How Do We Know Prime Numbers are Infinite?

  • by Brett Berry - Sun, 02/12/2017 - 22:33


Euclid’s Theorem

There are infinitely many prime numbers.

Suppose I have a list of all the known prime numbers. Let’s show that this list, no matter how large, is incomplete. We’ll show that there always exists a prime number that is not listed.


Begin with the list of known prime numbers. To generalize, I’ll write the primes as the unknown variables: prime 1, prime 2, prime 3… up through some prime n.

Let P be the product of the prime number list.

Define the number q as one greater than P.

We can draw two possible conclusions about q:

1. If q is a prime number, it isn’t part of our list since it is one greater than the product. Therefore, our list is incomplete.

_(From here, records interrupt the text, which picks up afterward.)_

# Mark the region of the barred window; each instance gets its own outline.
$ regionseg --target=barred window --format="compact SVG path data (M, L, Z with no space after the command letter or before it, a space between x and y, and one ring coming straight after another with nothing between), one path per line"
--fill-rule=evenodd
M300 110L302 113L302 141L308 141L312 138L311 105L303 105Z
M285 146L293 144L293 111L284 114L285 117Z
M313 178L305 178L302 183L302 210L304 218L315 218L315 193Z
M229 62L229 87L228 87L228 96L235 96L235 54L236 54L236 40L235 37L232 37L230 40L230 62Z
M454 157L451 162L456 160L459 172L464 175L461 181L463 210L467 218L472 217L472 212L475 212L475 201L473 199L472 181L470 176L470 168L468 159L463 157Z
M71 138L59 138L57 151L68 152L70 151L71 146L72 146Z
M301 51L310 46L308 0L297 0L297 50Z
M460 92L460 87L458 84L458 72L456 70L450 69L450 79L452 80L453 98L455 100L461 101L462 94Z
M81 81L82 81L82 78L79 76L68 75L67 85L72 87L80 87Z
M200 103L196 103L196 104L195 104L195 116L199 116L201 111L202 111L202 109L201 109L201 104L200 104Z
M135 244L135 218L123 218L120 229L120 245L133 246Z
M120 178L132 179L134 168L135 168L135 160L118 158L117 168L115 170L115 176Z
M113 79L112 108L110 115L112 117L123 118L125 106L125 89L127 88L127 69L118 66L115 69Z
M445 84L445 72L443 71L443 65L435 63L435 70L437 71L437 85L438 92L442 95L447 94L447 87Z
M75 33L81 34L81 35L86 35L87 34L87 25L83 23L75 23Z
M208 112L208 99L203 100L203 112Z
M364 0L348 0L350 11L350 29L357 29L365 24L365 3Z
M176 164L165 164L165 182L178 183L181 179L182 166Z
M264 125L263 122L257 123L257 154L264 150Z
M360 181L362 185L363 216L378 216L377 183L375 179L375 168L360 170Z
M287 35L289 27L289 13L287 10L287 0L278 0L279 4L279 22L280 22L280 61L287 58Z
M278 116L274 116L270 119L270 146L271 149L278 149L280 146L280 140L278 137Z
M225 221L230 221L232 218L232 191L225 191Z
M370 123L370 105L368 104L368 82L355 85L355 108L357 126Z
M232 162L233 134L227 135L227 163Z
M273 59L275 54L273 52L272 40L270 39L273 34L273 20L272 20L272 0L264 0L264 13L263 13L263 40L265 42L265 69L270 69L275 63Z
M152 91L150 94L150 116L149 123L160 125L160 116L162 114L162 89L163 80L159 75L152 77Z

2. If q is not a prime number, then there exists some prime factor that divides into q (this comes from the fundamental theorem of arithmetic). Let’s call this prime factor d.

Suppose d is not a new prime. Suppose it’s on our list of prime numbers, then it would divide nicely into P.

This implies d divides into both P and q.

Since q = P + 1, d must divide into both P and P + 1. Therefore it divides into their difference: (P + 1) – P = 1, as well.

BUT NO PRIME NUMBER DIVIDES ONE — that goes against the definition of a prime number. This is a contradiction to our assumption.

Therefore, we can conclude that d cannot be on our list of primes, and therefore is a new prime number. Hence, our list is incomplete.

In conclusion, we can always find a new prime number not already listed. Therefore, the list of prime numbers is infinite.